Lime Scooter Wheels Exact Same Width as Trolley Track Gap, This Should Be Funny

Posted By on Wed, Aug 1, 2018 at 9:51 AM

click to enlarge What could go wrong? - DANIEL HILL
  • What could go wrong?
If you're like us at RFT, you have only to type the letters "P-E-O-P" into your search bar before your browser's auto-complete function accurately and dutifully completes a phrase you've searched a thousand times before: "People falling down." Millions of results are returned immediately, and within moments you're giggling like a lunatic alone at your desk, spilling your coffee and hoping your boss doesn't catch you not working yet again.

It is an incontrovertible fact that it is hilarious when people fall down. And that's why these new Lime scooters, combined with the metal tracks installed in the ground in the Delmar Loop for the trolley that will never run, are the funniest thing in St. Louis right now.

In a pitch-perfect example of two somewhat dangerous ideas cooked up by people with too much money combining to form one extremely dangerous idea that will assuredly cost a lot of money in lawsuits and hospital bills, the wheels on the new Lime scooters that were dumped all over St. Louis' streets on Friday just so happen to be the exact width as the gap in the road created by the trolley tracks.

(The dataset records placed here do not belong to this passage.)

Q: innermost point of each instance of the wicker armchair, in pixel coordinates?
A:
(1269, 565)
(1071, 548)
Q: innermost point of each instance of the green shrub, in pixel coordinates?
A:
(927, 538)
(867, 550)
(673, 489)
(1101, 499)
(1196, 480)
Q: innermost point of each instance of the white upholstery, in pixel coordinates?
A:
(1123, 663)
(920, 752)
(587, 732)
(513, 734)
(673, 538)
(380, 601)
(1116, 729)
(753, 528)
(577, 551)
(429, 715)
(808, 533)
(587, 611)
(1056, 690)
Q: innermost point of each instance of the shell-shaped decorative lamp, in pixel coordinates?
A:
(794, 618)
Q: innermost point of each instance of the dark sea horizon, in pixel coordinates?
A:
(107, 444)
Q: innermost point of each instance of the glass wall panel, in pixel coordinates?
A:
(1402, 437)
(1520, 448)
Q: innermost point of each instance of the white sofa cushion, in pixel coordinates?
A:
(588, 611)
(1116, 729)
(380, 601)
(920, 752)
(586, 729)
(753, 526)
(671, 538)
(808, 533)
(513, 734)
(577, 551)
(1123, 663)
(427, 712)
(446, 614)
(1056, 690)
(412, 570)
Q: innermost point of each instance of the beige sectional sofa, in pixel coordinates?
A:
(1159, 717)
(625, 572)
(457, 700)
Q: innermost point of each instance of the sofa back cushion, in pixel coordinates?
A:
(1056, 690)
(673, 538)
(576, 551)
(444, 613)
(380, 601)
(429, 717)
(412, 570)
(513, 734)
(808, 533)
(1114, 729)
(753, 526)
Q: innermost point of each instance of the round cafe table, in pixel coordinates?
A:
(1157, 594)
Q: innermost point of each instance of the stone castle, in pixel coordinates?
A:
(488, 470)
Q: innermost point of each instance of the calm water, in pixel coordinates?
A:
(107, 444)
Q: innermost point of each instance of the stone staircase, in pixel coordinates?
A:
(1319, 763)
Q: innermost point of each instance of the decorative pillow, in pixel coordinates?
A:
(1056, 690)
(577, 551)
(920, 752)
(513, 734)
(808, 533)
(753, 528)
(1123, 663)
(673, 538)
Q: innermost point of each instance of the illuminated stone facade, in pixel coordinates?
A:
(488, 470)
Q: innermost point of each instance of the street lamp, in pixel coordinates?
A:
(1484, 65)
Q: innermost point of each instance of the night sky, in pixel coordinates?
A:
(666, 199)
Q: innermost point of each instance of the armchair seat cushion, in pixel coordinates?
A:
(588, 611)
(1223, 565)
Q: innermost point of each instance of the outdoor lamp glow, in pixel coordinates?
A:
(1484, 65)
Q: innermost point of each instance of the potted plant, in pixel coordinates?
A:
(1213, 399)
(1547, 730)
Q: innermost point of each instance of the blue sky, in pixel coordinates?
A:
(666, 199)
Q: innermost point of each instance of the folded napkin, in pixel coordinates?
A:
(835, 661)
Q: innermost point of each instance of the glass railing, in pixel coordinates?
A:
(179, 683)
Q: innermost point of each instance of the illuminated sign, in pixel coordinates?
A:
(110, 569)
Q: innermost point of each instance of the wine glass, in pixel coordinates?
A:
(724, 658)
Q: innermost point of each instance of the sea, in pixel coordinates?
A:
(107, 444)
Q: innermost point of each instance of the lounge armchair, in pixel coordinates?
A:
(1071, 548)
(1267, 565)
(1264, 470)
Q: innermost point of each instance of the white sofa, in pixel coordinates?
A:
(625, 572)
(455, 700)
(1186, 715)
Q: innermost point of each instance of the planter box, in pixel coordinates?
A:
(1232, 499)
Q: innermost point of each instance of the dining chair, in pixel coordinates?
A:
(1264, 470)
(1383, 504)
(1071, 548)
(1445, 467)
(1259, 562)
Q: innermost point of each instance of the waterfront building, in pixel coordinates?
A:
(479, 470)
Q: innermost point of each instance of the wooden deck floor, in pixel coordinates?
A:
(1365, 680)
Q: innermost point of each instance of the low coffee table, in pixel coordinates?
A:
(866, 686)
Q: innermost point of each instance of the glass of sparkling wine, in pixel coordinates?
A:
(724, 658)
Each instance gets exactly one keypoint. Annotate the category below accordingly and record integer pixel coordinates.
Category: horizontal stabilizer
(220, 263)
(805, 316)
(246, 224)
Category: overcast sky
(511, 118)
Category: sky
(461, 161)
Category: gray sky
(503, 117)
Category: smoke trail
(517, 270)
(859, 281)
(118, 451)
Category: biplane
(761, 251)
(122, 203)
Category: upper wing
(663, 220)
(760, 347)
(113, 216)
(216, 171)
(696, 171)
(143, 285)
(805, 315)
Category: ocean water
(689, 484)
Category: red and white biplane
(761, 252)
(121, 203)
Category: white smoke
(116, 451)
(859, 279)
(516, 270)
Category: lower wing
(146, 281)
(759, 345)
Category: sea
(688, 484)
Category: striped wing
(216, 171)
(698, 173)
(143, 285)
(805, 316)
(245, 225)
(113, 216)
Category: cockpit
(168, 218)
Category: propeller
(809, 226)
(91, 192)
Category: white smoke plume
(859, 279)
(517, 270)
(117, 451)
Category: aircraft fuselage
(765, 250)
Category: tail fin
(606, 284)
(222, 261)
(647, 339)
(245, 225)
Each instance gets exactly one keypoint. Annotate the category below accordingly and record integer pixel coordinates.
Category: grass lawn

And when we say exact, we mean exact. During a battery of tests we ran over the weekend we brought one of the scooters down to the Loop on a hunch, and soon, with hilariously little effort, we were able to confirm that you can slide the wheels of these things into the trolley tracks so perfectly that the scooters stand up on their own, no kickstand required.

See also: 13 Things We Learned by Rigorously Testing St. Louis' New Lime Scooters

Here's another angle. Let us repeat, there is no kickstand involved here:

click to enlarge DANIEL HILL

Trolley backers are already hyper-aware of the dangers the tracks pose to those on two wheels. The Trolley Commission even floated the idea of a bicycle ban in the Loop, ostensibly to prevent people from being injured (but in reality, to keep people who have been injured from filing lawsuits) and there are signs all over the busy shopping district warning cyclists of the injuries they will soon likely incur. And their wheels don't even fit in such a glove-like manner!

In short, these scooters are going to be a bloodbath. But at least it will be a funny one.

Now, lest you think we're being insensitive to the impending broken bones and bloodied bodies of our fellow citizens, we should add a little disclosure to this piece: The author was himself mauled by the trolley tracks while on a moped back in June 2016, when the trolley itself was only extremely behind schedule and not yet farcically so. Yes it hurt, yes it involved broken bones and blood.

And yes, of course, it was funny.

So put away those computers and give your search bar a rest. There's a better place to sit and watch people hurt themselves: outside, in real life.

Specifically, in the Delmar Loop that the Trolley Commission built and that Lime filled with scooters. Great job, guys!